But Karimi sees two big potential downsides. One is their ability to manage two complex startups at once. “A lot of the support system that currently exists for startups is not built around parallel entrepreneurship,” he said.

And even if he and his sister can pull it off, they worry that investors will doubt them. Will venture capitalists want to put their money into siblings who are stretching themselves so thin? They have their answer prepared. “[Investors] say all the time, ‘We invest in people,’ ” said Karimi. “Well, this is us. Do you want to invest in us? If you do, these are our two companies. If you want to invest in only one, that’s fine. But this isn’t just some opportunistic thing where we’re working on two ideas to see which one works. Our intention is to work on both of them. It’s all over the patent. It’s in our story. It’s in our combined skill sets.” 

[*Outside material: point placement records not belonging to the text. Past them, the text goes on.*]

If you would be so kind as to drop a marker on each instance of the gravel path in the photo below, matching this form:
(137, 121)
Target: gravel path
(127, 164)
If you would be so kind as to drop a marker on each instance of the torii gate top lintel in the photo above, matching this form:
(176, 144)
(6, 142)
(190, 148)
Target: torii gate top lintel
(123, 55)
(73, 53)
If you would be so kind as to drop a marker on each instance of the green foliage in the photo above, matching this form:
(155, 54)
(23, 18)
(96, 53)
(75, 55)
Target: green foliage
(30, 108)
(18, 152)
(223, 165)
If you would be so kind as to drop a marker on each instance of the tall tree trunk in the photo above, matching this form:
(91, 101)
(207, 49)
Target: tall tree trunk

Related: The Pros and Cons of Starting a Business While Working a Full-Time Job

Karimi’s confidence aside, experts agree that there’s reason for investors to worry. Parallel entrepreneurship is hard, best suited to people who are good at multitasking and compartmentalizing. But even then, it’s probably not a long-term sustainable proposition for most (if any) leaders.

That’s why Cohen thinks parallel entrepreneurship is best suited for a particular kind of entrepreneur — the small-scale one, who has less to lose. 

“Elon Musk is the exception,” said Cohen. (Of course, many would argue he proves the rule: He’s built impressive things, but not without chaos, public meltdowns, and a fine from the SEC.) “Leading high-growth venture-backed companies, I don’t recommend doing more than one. You’ll have your plate absolutely overflowing. But getting early-­stage startups off the ground to see which one gets traction? That makes sense to me.”

Which is — accidentally — exactly what Johnson did when heading up both her conference, Create & Cultivate, and her marketing agency, No Subject. She wanted to see which business was more promising, and which offered her the most value. Soon she had her answer: Create & Cultivate had more momentum, and she was able to use her marketing skills from No Subject to help propel it. “I was so used to executing for other brands, and then all of a sudden, I was the brand.” 

So in 2016, she sold No Subject to focus exclusively on Create & Cultivate. Parallel entrepreneurship had served its role. She was back to just being a solo CEO.